È quindi urgente adottare una ferma strategia contro il terrorismo. Ne va della sicurezza dell’Italia, dell’Europa e di tutti gli Alleati. Sicurezza che deve essere al centro anche di un’altra riflessione strategica. Quella su come fare fronte alla crisi della Nato, emersa in modo eclatante in Afghanistan.
Gli Stati Uniti si sottraggono sempre di più dal ruolo di forza interventista ricoperto per decenni. E, parallelamente, questa loro scomparsa dai palcoscenici geostrategici potrebbe spingere tanti rivali, jiadisti e non, a sfidarli. Perchè il messaggio uscito da Kabul é che la principale superpotenza del mondo può essere attaccata e sconfitta. Le conseguenze di questa consapevolezza saranno pagate da tutto l’Occidente, a partire proprio dalla Nato. Del fallimento dell’Alleanza in Afghanistan approfitteranno tutte quelle forze che ritengono le democrazie occidentali un nemico. Islamisti radicali, l’Iran, la Russia, la Cina.
La caduta di Kabul ha terremotato gli equilibri di sicurezza internazionale che valevano per decenni. Lo scudo rappresentato dal vecchio atlantismo si é rotto. Servono nuove soluzioni. A partire dalla costruzione di una difesa comune Europea. Bisogna accelerare il processo di integrazione europea, non soltanto su questioni economiche, ma anche in materia di difesa e sicurezza.

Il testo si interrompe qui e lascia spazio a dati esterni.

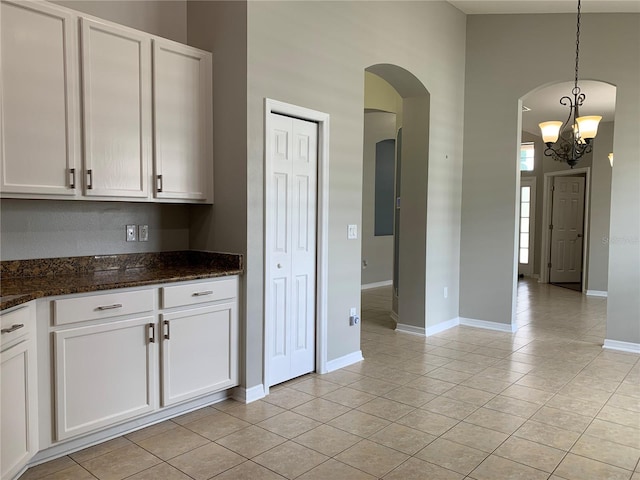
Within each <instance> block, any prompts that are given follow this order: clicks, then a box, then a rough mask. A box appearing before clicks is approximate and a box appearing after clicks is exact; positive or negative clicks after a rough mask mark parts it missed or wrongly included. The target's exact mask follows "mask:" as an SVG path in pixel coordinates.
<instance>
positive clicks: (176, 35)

L’Europa non può più permettersi di appaltare ad altri la difesa del mondo e del proprio territorio. È questa la lezione che l’Europa deve trarre dalla caduta di Kabul. È necessario che l‘UE acquisti peso e protagonismo nella politica di difesa e di sicurezza. Non per promuovere guerre e aggressioni. Ma per essere forza di pace e di stabilizzazione.